A conclusão que se pode tirar é que se o rock como catalisador histórico evidentemente falhou, por ter sido selecionado, censurado e vendido, é porque os universitários estadunidenses do pós-guerra (aumento demográfico e maior densidade de jovens no Ensino Superior) não sabiam com clareza as ações políticas a serem tomadas. Nesse bojo de agentes desnorteados estão inclusos também os próprios ídolos musicais, que longe de serem revolucionários profissionais eram, sim, consciências humanas que encaravam tudo aquilo com o pasmo de quem hesita entre o encanto de uma atmosfera de mudança e a impotência do indivíduo desorganizado e reprimido.
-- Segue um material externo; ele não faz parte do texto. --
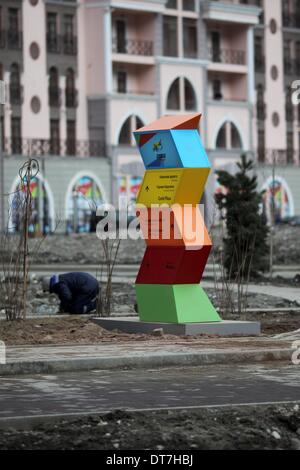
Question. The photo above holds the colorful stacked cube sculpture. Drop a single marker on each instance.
(177, 167)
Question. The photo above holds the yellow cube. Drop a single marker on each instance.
(173, 186)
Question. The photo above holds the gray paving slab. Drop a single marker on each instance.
(223, 328)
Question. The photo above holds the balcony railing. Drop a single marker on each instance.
(14, 39)
(70, 45)
(134, 92)
(291, 21)
(227, 56)
(11, 39)
(40, 147)
(71, 98)
(54, 97)
(292, 66)
(16, 94)
(278, 156)
(261, 111)
(53, 43)
(61, 44)
(133, 46)
(259, 64)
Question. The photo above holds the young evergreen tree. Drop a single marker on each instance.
(245, 245)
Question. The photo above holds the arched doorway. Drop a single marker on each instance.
(131, 124)
(84, 197)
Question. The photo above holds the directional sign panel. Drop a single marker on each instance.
(177, 168)
(172, 149)
(173, 186)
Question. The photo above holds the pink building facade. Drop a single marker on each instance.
(82, 75)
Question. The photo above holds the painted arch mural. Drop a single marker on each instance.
(83, 199)
(277, 190)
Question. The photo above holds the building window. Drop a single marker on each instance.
(53, 87)
(188, 5)
(260, 104)
(190, 38)
(261, 145)
(52, 36)
(121, 43)
(2, 133)
(173, 100)
(189, 96)
(171, 4)
(181, 96)
(259, 54)
(290, 147)
(217, 89)
(54, 137)
(13, 33)
(287, 57)
(289, 108)
(71, 137)
(228, 137)
(131, 124)
(15, 85)
(221, 139)
(70, 41)
(70, 89)
(170, 36)
(16, 135)
(121, 81)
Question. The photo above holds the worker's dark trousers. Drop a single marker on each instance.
(85, 303)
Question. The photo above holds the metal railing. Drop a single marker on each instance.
(39, 147)
(227, 56)
(270, 157)
(133, 46)
(57, 44)
(291, 21)
(134, 92)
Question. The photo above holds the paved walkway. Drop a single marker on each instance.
(100, 391)
(289, 293)
(143, 354)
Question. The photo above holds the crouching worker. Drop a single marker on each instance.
(77, 292)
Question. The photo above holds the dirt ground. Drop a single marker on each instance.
(238, 428)
(86, 248)
(124, 298)
(81, 330)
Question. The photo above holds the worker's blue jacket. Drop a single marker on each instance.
(77, 291)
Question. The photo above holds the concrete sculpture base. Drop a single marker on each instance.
(222, 328)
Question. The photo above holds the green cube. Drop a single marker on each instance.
(177, 303)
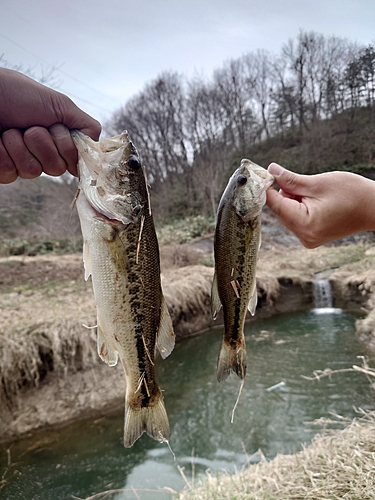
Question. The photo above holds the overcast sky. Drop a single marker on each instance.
(106, 51)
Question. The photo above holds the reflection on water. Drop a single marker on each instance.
(88, 457)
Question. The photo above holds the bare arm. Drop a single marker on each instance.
(324, 207)
(35, 123)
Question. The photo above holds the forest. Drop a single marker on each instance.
(310, 108)
(192, 134)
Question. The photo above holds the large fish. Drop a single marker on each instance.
(121, 254)
(236, 245)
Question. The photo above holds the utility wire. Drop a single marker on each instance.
(61, 71)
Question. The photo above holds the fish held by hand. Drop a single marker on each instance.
(236, 244)
(121, 254)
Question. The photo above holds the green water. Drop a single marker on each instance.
(88, 457)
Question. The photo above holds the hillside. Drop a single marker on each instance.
(344, 142)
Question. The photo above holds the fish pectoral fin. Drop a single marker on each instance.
(253, 300)
(105, 350)
(165, 338)
(215, 299)
(151, 419)
(231, 358)
(86, 259)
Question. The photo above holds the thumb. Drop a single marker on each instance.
(289, 182)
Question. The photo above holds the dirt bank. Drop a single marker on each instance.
(50, 372)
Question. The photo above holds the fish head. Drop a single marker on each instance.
(247, 189)
(111, 176)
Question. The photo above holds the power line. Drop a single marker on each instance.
(61, 71)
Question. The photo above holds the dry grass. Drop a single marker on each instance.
(337, 465)
(29, 354)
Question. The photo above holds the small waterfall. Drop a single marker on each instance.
(323, 301)
(322, 293)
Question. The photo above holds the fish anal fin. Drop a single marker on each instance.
(151, 419)
(86, 259)
(165, 339)
(253, 300)
(231, 358)
(215, 299)
(105, 350)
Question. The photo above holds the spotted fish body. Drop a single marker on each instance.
(122, 256)
(236, 245)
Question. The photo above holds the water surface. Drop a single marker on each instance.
(88, 457)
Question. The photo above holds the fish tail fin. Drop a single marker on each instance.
(151, 419)
(231, 357)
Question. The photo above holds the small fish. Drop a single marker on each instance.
(236, 245)
(121, 254)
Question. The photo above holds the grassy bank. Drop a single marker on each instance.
(339, 464)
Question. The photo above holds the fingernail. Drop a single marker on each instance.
(275, 169)
(58, 129)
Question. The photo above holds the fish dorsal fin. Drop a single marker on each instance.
(215, 299)
(165, 339)
(86, 260)
(105, 350)
(253, 300)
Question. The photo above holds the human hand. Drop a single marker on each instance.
(35, 124)
(323, 207)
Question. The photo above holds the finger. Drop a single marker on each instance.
(291, 212)
(40, 143)
(26, 164)
(65, 146)
(8, 171)
(290, 182)
(74, 118)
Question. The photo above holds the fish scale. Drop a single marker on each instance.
(236, 244)
(121, 254)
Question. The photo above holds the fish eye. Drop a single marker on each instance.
(241, 180)
(134, 163)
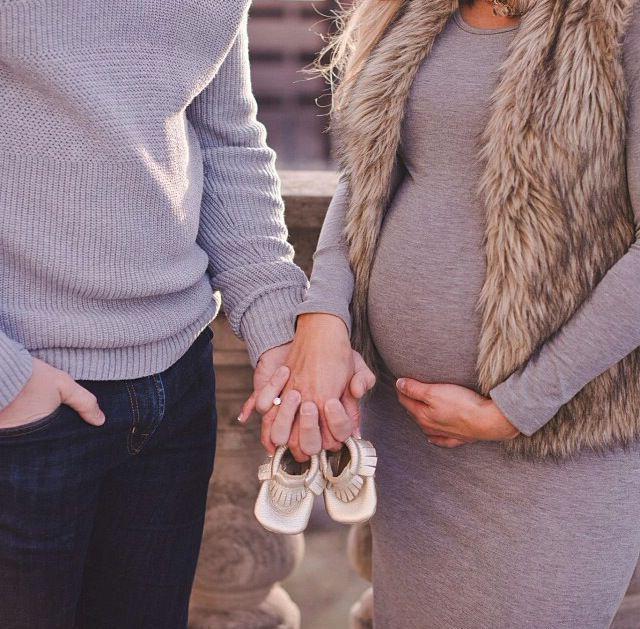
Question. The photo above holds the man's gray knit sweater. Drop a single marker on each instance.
(135, 184)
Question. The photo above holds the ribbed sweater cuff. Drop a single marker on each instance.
(15, 369)
(309, 306)
(271, 320)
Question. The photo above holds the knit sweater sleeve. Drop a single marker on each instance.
(607, 325)
(15, 369)
(242, 227)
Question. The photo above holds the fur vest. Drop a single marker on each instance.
(558, 214)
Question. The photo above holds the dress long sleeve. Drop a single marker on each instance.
(607, 325)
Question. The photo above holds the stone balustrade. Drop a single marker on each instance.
(241, 564)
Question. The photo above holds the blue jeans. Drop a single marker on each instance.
(101, 527)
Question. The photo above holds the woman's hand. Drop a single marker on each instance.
(451, 415)
(320, 382)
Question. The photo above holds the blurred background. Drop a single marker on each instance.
(285, 37)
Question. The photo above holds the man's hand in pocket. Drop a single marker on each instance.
(45, 391)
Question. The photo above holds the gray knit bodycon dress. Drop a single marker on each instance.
(464, 538)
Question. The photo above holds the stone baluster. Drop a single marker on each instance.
(237, 582)
(241, 564)
(359, 553)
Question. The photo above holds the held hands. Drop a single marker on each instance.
(320, 381)
(451, 415)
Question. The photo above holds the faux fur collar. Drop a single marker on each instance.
(557, 208)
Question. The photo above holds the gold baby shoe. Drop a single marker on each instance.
(287, 492)
(350, 493)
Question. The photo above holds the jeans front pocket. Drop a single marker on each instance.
(30, 427)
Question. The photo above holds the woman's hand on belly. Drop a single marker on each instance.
(451, 415)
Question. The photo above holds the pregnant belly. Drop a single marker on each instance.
(423, 295)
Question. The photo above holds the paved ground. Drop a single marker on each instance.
(325, 586)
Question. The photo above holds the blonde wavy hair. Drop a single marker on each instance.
(359, 28)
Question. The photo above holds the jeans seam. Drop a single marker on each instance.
(135, 412)
(31, 427)
(157, 381)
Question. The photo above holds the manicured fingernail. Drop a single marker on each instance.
(308, 408)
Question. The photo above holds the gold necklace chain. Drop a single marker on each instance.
(504, 8)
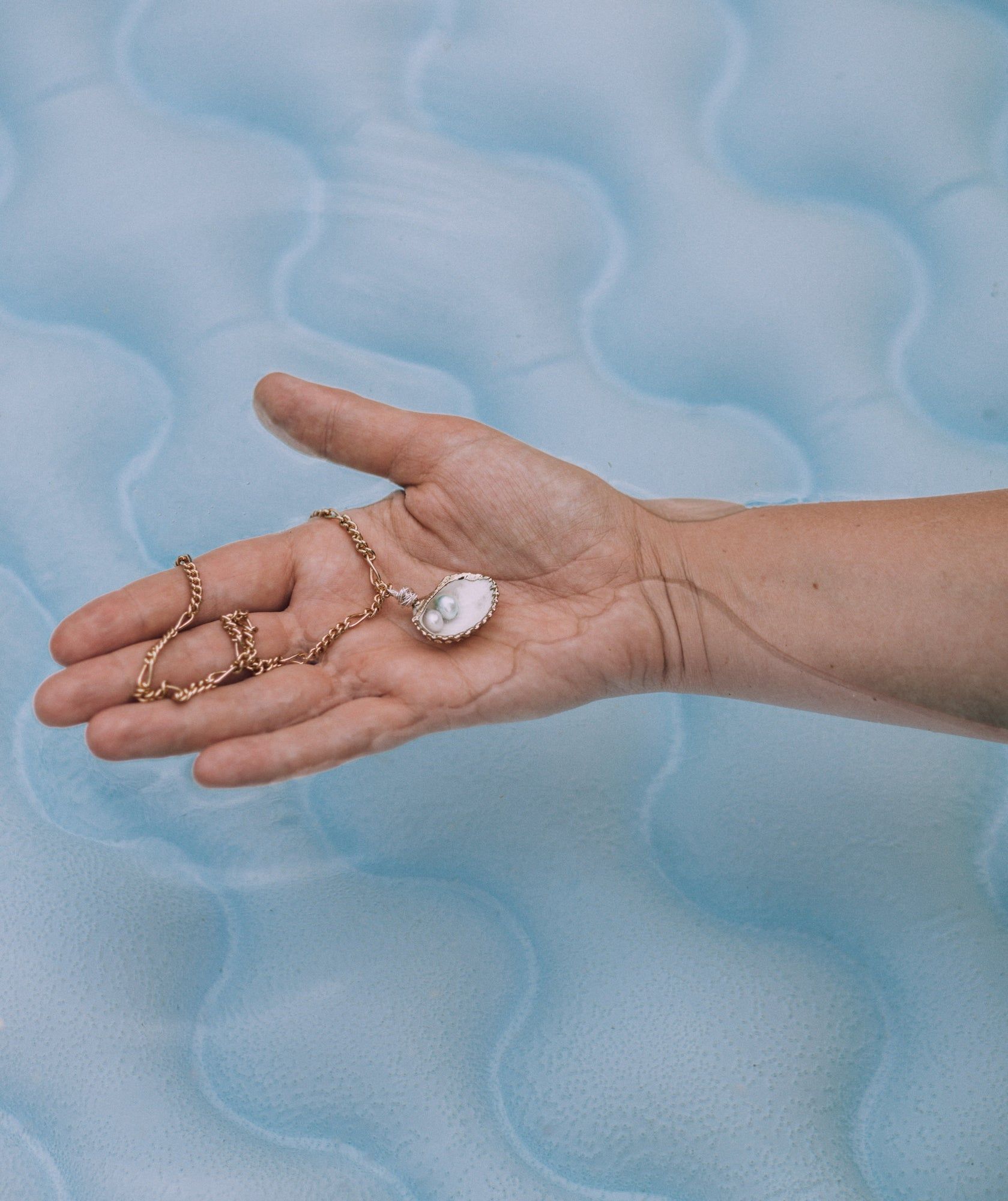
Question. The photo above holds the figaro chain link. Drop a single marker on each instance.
(241, 632)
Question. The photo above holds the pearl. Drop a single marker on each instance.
(447, 606)
(432, 620)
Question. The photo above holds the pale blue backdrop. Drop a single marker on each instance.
(689, 951)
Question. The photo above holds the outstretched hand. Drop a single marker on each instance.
(578, 618)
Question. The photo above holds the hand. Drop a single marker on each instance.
(579, 616)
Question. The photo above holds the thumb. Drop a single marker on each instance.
(363, 434)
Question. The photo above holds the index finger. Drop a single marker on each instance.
(256, 575)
Pois, enfim, o mesmo solo que foi fértil para a experimentação cultural e artística também serviu como cova perversa e profunda  para cadáveres de espíritos visionários e perigosos: Malcolm X (1965), Luther King Jr. (1968), Marshall "Eddie" Conway (Pantera Negra preso em 71 e feito cativo por quase 44 anos). Numa época em que as incendiárias performances roqueiras frequentemente sofriam batidas policiais, a história do próprio Roky Ericsson infelizmente não foi incomum: a apreensão de alguns baseadinhos de maconha em seu bolso foi suficiente para mandá-lo direto para dentro de um manicômio, lá onde recebeu tratamento de choque e, aí sim, foi devidamente perturbado pela ação das instituições pérfidas do Capital.

Merheb é genial, e em seu livro fica claro, a todos os desconfiados, que o establishment, como um organismo vivo, reproduz-se em sua superestrutura através da ação humana.

Merheb, R. (2012). O Som da Revolução: uma história cultural do Rock (1965-1969). Rio de Janeiro, Civilização Brasileira.